Ainun juga menambahkan bahwa gencarnya penolakan masyarakat terhadap pembentukan DOB mengindikasikan bahwa kebijakan ini dianggap tidak representatif dan tidak menjadi solusi atas krisis kemanusiaan yang ada. Justru sebaliknya, menambah persoalan baru di Tanah  Papua.

“Dalam catatan PVRI, sejak awal Maret hingga April 2022 saja sudah terjadi 10 kali demonstrasi di Papua guna menolak DOB. Beberapa diantaranya berujung kekerasan aparat keamanan dan mengakibatkan 2 orang tewas di Yahukimo. Pemerintah harus melihat gejolak tersebut,” tegas Ainun.

Peneliti Centre for Strategic and International Studies (CSIS) Fitriani Bintang Timur juga mengungkapkan persoalan pemekaran berkorelasi dengan masalah keamanan dan kekerasan di Papua.

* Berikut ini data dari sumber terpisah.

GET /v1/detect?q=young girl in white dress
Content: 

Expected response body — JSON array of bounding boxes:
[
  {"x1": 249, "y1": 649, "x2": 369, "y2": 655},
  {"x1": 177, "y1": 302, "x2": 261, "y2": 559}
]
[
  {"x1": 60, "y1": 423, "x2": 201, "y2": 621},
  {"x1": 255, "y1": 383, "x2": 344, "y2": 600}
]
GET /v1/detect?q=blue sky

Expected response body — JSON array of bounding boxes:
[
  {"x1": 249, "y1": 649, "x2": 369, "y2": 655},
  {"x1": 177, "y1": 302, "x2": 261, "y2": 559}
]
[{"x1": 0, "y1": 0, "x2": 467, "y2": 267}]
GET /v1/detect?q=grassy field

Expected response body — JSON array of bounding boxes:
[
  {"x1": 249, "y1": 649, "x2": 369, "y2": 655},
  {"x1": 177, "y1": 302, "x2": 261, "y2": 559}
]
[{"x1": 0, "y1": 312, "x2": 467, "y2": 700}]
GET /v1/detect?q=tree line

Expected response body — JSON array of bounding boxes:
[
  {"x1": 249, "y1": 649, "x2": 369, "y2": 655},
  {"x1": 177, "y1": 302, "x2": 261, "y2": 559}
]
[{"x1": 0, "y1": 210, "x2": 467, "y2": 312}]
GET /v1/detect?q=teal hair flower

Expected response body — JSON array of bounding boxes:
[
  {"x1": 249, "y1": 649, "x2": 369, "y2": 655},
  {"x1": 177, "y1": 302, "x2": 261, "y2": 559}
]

“Tantangan keamanan dari pemekaran DOB meliputi, aspek struktural-militer pasca adanya provinsi baru, yaitu akan dibangunnya pos-pos komando militer baru. Meskipun pemerintah bisa mengklaim hal itu untuk keamanan dan ketertiban, kita harus sadar bahwa ramifikasi tersebut belum bisa diterima oleh masyarakat Papua mengingat kasus-kasus kekerasan pada masyarakat Papua, isu pelanggaran HAM terhadap warga sipil, dan sebagainya. Dasar dari pembentukan provinsi baru adalah luasnya wilayah yang hendak diatur dan agar distribusi akses kesejahteraan dan pembangunan merata. Alasan itu pun belum dianggap meyakinkan karena perluasan satuan territorial militer justru menimbulkan keresahan dan ketidakamanan,” ujar Fitriani.

Dalam kesempatan yang sama, Direktur Amnesty International Indonesia Usman Hamid menyampaikan pendapat serupa bahwa rencana pembentukan DOB minim partisipasi dan mengindikasikan bahwa pemerintah pusat gagal dalam menjalankan kewajibannya.

“Pemerintah memiliki tiga kewajiban yang harus dipenuhi saat membuat kebijakan, yaitu duty to inform atau kewajiban untuk menginformasikan kebijakan yang akan berdampak pada mereka, lalu duty to consult atau kewajiban mengonsultasikan kebijakan, dan duty to obtain free and prior informed consent atau kewajiban memperoleh persetujuan tanpa paksaan dari orang asli Papua,” ungkap Usman.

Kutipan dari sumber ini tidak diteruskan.